Positive selection analysis
CDSs were annotated based on their protein family membership using KOBAS [47]. With MUSCLE [55], a multiple sequence alignment (MSA) of the protein sequences was created using each KEGG Orthology. Based on the MSA and the CDS nucleotide sequences, a codon-based alignment was constructed for each KO module with PAL2NAL using default parameters [56]. We then used FastTree, a relaxed neighbour joining algorithm, to reconstruct a phylogenetic tree for each protein family from the obtained MSA [57]. We excluded low-confidence positions in the alignment with a large number of gaps with Gblocks [58]. Dn/Ds was calculated with PAML [59]. A one-sided Fisher's test was performed to identify protein families with a significant enrichment of Dn versus Ds changes in comparison to the entire sample. The false discovery rate (FDR) was controlled using the Benjamini and Hochberg procedure and alpha set to 5%.

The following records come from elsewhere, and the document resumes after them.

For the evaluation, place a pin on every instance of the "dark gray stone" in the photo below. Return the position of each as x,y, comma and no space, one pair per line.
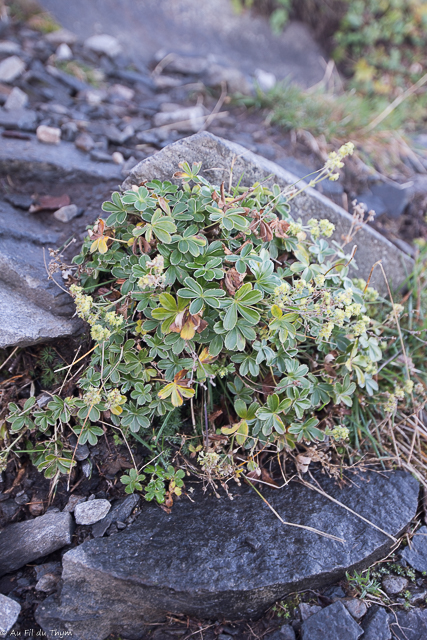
217,156
376,624
91,511
416,554
335,620
9,612
194,561
118,514
411,625
30,158
24,542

in vitro experiment to validate the mutation pattern shift
A filter-sterilized stock solution of 100 mM 5-FU, Oxi and 5-FU + Oxi (1:1) (Sigma Aldrich) were prepared in DMSO and further diluted to 50, 75 and 100 mM. Stock solutions were further diluted (1:1000) in culture medium for the experiments. Four mono-isolated gut microorganism were obtained from the stools of recruited patients. LB agar plates used for passaging were prepared by adding stock 5-FU, Oxi and 5-FU + Oxi. Subsequently, cultures were transferred into fresh plates and allowed to grow 48 h for each batch. After 20 batches, single colony on each plate were then scraped off and transferred to Eppendorf tubes with liquid LB culture and cultured overnight at 37 °C. Total DNA was then extracted using the QIAamp UCP Pathogen Mini Kit (Qiagen, German). The concentration of the extracted DNA was measured by a NanoDrop2000 (Thermo Scientific, USA). Illumina DNA sequence libraries were prepared as the mentioned above. JSpeciesWS was used to assign taxonomy of each isolated strains [60]. Reads were then mapped to the closest reference genomes with BWA and variant calling was performed as mentioned above.
Statistical analysis
The Wilcoxon signed-rank test was performed to evaluate differences in richness and diversity for KEGG and microbial taxa at various taxonomic ranks. Mutation rate comparisons were conducted to determine statistical significance between two groups for incidences where differences were declared significant at P-value < 0.05 with the Student’s T-test.
Data Availability
All sequences generated in this study are available in the NCBI sequence read archive under the accession numbers PRJNA551354.